Italian comic book artist

Angelo Stano (born 6 January 1953) is an Italian comic book artist. He provided drawings for Dylan Dog, including for the first story. He was, up to the issue no. 363, the series cover artist and was later replaced by Luigi Cavenago.

==Biography==
Angelo Stano was born at Santeramo in Colle, in the province of Bari, in the south of Italy. In 1971, he moved to Milan.

His debut as a comic illustrator came in 1973 with a production of Jules Verne's From the Earth to the Moon. Two years later he produced several stories for Audax, published by Mondadori.

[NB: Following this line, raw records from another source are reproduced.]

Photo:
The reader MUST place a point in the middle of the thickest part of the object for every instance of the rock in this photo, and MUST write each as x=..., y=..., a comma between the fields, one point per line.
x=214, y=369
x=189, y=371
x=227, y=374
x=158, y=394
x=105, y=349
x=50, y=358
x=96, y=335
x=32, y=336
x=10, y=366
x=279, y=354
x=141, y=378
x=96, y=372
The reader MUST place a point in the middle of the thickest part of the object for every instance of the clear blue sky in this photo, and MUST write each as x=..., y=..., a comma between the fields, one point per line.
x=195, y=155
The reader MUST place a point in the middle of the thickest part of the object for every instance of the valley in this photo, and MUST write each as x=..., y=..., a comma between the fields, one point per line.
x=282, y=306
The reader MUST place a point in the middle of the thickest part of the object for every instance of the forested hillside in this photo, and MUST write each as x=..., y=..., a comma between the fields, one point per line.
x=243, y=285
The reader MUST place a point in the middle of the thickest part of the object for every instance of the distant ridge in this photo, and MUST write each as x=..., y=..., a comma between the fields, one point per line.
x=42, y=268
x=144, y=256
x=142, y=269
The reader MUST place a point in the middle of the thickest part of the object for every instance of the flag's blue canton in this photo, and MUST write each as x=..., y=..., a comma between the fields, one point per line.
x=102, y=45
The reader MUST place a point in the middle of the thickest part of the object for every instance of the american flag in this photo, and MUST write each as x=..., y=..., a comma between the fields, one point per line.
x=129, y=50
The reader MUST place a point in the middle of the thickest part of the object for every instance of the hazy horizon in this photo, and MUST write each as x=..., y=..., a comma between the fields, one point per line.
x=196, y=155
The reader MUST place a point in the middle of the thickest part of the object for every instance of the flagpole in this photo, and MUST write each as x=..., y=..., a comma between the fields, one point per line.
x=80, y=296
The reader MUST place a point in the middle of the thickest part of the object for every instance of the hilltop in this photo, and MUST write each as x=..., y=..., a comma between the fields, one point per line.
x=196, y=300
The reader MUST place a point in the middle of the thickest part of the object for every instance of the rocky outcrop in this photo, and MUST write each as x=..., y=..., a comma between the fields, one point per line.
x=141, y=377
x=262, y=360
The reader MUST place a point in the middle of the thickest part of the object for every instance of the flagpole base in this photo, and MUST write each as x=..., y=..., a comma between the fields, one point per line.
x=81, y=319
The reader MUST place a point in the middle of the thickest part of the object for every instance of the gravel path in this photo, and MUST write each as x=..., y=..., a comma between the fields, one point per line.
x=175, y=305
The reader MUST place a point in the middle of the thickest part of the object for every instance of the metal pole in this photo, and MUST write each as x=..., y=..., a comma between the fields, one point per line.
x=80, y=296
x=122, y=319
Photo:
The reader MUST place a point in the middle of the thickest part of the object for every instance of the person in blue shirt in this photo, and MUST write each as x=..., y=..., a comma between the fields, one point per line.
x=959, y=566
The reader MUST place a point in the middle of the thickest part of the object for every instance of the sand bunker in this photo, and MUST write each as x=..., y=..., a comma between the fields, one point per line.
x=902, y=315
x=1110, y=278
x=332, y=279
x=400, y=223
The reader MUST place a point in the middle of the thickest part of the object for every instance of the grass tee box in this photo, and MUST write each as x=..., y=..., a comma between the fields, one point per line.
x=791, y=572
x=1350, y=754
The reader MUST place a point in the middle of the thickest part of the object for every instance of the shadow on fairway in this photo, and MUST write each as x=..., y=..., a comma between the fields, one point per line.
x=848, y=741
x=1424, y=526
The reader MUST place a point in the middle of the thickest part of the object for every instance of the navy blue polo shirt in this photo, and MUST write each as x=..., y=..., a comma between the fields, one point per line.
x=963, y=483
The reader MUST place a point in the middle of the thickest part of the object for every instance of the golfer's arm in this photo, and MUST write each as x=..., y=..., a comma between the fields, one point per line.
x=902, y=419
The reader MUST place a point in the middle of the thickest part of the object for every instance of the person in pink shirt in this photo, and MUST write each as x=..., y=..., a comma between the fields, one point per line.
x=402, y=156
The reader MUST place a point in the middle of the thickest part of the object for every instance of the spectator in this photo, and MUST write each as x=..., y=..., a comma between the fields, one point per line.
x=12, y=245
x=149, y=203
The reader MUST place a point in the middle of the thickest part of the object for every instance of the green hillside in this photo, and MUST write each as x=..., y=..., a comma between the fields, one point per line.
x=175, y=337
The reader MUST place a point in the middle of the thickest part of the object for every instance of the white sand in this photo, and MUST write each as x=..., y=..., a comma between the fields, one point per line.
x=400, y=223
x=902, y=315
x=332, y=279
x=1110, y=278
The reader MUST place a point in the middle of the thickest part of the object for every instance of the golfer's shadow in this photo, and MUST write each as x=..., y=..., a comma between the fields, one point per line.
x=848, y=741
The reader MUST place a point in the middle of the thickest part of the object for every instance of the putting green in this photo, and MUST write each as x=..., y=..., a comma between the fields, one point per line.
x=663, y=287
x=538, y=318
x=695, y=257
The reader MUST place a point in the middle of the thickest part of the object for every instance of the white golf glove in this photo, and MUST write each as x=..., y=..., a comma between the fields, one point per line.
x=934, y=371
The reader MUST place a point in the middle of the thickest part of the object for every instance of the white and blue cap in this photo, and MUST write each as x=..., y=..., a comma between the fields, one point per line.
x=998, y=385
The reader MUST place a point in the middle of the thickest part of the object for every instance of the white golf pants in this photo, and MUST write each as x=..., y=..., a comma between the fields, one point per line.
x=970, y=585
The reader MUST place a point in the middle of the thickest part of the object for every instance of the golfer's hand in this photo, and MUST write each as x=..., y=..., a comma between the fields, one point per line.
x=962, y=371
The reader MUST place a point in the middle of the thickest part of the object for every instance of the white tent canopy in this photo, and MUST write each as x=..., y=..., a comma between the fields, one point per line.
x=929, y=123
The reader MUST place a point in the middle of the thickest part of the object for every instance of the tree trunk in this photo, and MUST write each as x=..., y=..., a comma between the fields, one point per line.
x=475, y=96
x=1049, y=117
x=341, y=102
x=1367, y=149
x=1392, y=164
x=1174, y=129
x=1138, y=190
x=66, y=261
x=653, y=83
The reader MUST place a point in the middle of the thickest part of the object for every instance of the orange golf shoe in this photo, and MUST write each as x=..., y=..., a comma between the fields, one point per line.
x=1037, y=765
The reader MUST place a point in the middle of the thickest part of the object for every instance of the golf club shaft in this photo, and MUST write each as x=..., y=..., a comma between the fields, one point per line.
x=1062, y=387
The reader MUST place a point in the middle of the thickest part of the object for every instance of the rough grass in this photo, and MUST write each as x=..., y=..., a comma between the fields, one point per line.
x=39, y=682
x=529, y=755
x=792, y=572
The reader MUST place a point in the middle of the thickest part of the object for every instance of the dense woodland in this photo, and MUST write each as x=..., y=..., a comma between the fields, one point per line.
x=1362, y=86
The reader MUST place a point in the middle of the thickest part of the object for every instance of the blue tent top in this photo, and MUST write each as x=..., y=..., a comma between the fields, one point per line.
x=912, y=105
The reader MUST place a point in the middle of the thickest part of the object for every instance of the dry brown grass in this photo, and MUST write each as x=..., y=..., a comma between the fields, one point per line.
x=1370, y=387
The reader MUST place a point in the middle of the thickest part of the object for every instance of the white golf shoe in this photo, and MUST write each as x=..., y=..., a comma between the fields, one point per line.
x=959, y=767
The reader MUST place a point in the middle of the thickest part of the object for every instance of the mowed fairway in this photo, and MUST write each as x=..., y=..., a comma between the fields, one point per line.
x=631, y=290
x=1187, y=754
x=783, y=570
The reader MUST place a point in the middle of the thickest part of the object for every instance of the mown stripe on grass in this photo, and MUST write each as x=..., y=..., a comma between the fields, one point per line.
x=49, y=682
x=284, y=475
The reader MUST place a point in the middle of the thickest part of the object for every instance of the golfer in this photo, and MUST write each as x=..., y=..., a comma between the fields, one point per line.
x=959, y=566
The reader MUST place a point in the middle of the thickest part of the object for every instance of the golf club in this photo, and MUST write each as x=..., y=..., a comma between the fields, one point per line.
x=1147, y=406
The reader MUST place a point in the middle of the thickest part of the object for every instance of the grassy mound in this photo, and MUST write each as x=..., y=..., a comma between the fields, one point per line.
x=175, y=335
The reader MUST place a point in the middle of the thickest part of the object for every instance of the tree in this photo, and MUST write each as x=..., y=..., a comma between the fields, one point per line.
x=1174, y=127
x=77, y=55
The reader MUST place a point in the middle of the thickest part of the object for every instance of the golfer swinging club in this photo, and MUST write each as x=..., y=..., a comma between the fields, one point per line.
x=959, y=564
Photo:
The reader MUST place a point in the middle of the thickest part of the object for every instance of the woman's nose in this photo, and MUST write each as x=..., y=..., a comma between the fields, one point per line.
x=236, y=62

In 1975, he created stories for the weekly Audax, directed by Nino Cannata for Arnoldo Mondadori Editore, as well as brief episodes of war stories for Editorial Dardo.

After several collaborations with other publishers (Ediperiodici, Edifumetto, Staff di If, Corrier Boy, Universo), in 1985 he was chosen by Sergio Bonelli Editore to draw the first episode of Dylan Dog, written by Tiziano Sclavi. Stano drew it in a style partly inspired by artist Egon Schiele. Stano replaced Claudio Villa as cover artist for the series with #42.

In 1991, he illustrated the Tarot of Dylan Dog designed by Tiziano Sclavi. The work was published by The Beetle in Turin together with Interview with Dylan Dog, written by Giordano Berti.

In 1992, he was awarded the Bonaventura Award by Treviso Comix for reprints of paperboard Arnoldo Mondadori Editore dedicated to Dylan Dog.

From 1981 to 1999, he taught at the School of Comics in Milan.

Stano wrote and illustrated the Dylan Dog issue named "La legione degli scheletri" released in December 2012, in addition to the cover art.